Fungal ITS UNITE Naive Baysian Classifier problem

chaibenl · January 12, 2020, 2:55am

Dear Qiime 2 help desk,
I met a strange problem using a UNITE ITS-trained classifier in Qiime 2, i.e. some sequences are classified with significantly lower resolutions if they are submitted with other sequences than that they are submitted alone!

I picked up two sequences to make a very simple example:

123830878d97229ae38d4d57ca68335c
ATGATTACATTCATTACATTTAGAAGTTTGTGTAAAACGTGCCGAAGCACATAAACAGTTCACAGGTGTAGATGGGTAGATAAATGGACCAAAGTCCAATATTCTCTACTGATCCTTCCGCAG
10ad94d905b178072ca910a1bb446c1d
TAGAGAATATTGGACTTTGGTCCATTTATCTACCCATCTACACCTGTGAACTGTTTATGTGCTTCGGCACGTTTTACACAAACTTCTAAATGTAATGAATGTAATCATATTATAACAATAATA

When individually submitted, they were both classified as: k__Fungi;p__Basidiomycota;c__Tremellomycetes;o__Tremellales;f__Tremellaceae;g__Cryptococcus;s__Cryptococcus_neoformans

However, sequence "123830878d97229ae38d4d57ca68335c" was classified as "k__Fungi" when these two sequences were submitted to the classifier together!

I would greatly appreciate if you would help to run the UNITE classifier on these two sequences and to see if the same observations can reproduced. Thank you so much!

I am using qiime2-2019.4. The following were what I did:

I downloaded a 2017 UNITE reference set from (wget https://files.plutof.ut.ee/doi/0A/0B/0A0B25526F599E87A1E8D7C612D23AF7205F0239978CBD9C491767A0C1D237CC.zip).
I fit the classifier following the exact commands in the tutorial (Fungal ITS analysis tutorial) and generated the classifier file: "unite-ver7-99-classifier-01.12.2017.qza"
The classification command I used was:
qiime feature-classifier classify-sklearn \
--i-classifier unite-ver7-99-classifier-01.12.2017.qza \
--i-reads seq.qza \
--p-confidence 0.7 \
--o-classification seq_tax.qza

Nicholas_Bokulich · January 13, 2020, 2:44am

Hi @chaibenl,
I believe the issue is that your input sequences are in mixed orientations (i.e., one is in the forward orientation relative to the reference sequences, and the other is in the reverse orientation).

classify-sklearn cannot currently handle mixed-orientation sequences, rather it tries to guess the orientation of sequences based on the first 100 or so sequences.

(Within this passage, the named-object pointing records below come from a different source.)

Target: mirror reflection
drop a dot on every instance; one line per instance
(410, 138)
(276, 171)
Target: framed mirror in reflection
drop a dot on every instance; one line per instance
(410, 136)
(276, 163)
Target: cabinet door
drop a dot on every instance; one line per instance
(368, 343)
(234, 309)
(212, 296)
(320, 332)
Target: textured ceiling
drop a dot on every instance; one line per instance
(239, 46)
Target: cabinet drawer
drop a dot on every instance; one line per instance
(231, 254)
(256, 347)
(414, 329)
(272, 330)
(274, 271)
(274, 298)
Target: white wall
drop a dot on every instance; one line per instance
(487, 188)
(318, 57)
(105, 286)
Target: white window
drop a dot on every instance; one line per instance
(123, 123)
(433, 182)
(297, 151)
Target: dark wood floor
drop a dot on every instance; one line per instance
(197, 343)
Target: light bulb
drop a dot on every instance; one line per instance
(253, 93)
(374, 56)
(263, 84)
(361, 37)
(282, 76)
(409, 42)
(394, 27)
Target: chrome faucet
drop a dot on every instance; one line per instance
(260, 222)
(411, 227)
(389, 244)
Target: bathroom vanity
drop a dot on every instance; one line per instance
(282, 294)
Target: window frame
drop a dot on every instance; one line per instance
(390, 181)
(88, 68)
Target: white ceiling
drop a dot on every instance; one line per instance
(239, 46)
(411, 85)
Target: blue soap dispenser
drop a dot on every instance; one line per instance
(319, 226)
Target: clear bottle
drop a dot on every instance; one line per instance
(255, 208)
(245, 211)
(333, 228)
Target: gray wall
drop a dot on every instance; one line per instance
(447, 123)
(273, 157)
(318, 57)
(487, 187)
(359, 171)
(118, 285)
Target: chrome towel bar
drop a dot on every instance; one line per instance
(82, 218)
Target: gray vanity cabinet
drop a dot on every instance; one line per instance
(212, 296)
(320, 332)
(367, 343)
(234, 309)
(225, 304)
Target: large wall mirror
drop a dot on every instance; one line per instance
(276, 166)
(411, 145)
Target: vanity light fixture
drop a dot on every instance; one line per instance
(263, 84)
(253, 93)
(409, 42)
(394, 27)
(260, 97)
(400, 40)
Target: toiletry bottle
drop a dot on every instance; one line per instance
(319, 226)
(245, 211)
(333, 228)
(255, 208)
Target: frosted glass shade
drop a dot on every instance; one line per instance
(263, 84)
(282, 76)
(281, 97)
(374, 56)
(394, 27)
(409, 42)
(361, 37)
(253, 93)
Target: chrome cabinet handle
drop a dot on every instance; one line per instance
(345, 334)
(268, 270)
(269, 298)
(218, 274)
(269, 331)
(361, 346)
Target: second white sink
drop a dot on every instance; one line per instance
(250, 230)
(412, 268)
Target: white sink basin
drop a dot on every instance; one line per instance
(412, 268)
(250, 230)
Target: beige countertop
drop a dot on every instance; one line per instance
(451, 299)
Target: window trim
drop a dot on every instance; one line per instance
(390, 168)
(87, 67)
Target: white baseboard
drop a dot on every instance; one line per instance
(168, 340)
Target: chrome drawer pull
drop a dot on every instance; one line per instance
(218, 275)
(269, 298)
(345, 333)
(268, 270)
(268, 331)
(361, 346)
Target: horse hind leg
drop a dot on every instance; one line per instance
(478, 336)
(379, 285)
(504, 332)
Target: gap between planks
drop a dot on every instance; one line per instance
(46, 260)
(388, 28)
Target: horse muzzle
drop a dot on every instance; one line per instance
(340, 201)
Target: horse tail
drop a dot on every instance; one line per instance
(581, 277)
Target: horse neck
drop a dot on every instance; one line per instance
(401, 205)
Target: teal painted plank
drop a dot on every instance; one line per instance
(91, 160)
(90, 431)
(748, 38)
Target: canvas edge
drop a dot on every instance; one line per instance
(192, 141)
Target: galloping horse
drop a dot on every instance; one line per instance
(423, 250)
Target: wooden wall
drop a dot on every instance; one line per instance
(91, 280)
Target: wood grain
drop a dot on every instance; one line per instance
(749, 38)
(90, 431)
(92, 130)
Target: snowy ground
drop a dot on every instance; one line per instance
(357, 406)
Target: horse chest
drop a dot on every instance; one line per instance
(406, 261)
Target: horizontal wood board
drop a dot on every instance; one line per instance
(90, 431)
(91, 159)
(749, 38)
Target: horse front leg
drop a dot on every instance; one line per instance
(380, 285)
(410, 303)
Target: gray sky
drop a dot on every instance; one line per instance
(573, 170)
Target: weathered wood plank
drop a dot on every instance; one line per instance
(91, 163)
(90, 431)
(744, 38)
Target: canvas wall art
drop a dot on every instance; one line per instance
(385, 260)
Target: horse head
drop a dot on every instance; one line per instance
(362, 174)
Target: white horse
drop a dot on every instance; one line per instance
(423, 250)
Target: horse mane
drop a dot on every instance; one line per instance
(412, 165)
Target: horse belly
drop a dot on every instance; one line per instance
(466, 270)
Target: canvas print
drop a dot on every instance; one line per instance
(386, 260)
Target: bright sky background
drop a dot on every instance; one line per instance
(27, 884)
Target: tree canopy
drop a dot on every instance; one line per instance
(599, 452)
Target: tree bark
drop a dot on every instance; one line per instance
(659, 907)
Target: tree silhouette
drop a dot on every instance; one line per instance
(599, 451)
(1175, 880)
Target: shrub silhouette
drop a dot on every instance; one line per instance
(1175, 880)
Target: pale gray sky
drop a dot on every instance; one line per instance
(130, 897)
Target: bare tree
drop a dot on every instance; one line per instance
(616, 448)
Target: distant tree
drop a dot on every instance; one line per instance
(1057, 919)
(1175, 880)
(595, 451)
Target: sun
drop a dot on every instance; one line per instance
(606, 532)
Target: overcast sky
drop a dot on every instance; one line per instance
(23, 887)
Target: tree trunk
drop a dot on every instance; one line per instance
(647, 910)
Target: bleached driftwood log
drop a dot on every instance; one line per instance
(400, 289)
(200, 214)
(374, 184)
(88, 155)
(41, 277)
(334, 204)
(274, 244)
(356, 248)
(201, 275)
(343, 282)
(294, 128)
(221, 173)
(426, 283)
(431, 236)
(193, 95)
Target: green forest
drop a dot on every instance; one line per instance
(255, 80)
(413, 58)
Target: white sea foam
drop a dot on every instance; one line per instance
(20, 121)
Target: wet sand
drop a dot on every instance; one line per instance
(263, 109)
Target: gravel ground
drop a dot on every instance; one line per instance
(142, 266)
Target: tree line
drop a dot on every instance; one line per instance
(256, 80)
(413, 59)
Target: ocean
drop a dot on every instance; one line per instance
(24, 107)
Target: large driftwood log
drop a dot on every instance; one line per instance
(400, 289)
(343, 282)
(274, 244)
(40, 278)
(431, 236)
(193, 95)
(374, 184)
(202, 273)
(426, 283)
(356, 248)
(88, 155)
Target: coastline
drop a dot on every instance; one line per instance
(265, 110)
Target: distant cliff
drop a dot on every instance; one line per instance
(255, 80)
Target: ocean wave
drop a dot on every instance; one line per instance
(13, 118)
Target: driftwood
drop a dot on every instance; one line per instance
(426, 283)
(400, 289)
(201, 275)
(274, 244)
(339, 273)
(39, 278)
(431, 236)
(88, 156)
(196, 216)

SO that is why you get the correct classification when you classify one seq alone, but a different answer when classifying the two queries together... the classifications produced by this method should remain constant under normal circumstances.

To fix:

use the classify-consensus-vsearch classifier instead.
put all your sequences in the same orientation. Unfortunately, QIIME 2 does not have an official method for this right now... but if you can figure out a way to re-orient reads outside of QIIME 2 then you can re-import and classification should run smoothly.

Good luck!

Nicholas_Bokulich · January 13, 2020, 8:58pm

2 posts were split to a new topic: Unidentified sequences in the UNITE database — why can classify-sklearn classify these?

chaibenl · January 13, 2020, 10:39pm

Hi, Nicholas,

Great answers!

I do see real ITS sequences assigned to "k__Fungi;p__unidentified;c__unidentified;o__unidentified;f__unidentified;g__unidentified;s__unidentified". Was that because the classifier training set contains sequences labeled as such?

Should only reference sequences with complete annotated lineages (Kingdom to species) be retained as the training set?

Thank you.

Nicholas_Bokulich · January 13, 2020, 11:33pm

yes, if sequences with that annotation are in the classifier then query sequences can be classified as "unidentified" species.

that's totally a matter of personal taste (though it will impact accuracy). Just make sure you clearly document any steps you took to filter the database in any published results

chaibenl · January 16, 2020, 2:37pm

Thank you, Nicholas! That's very helpful.

system · February 16, 2020, 8:37pm

This topic was automatically closed 31 days after the last reply. New replies are no longer allowed.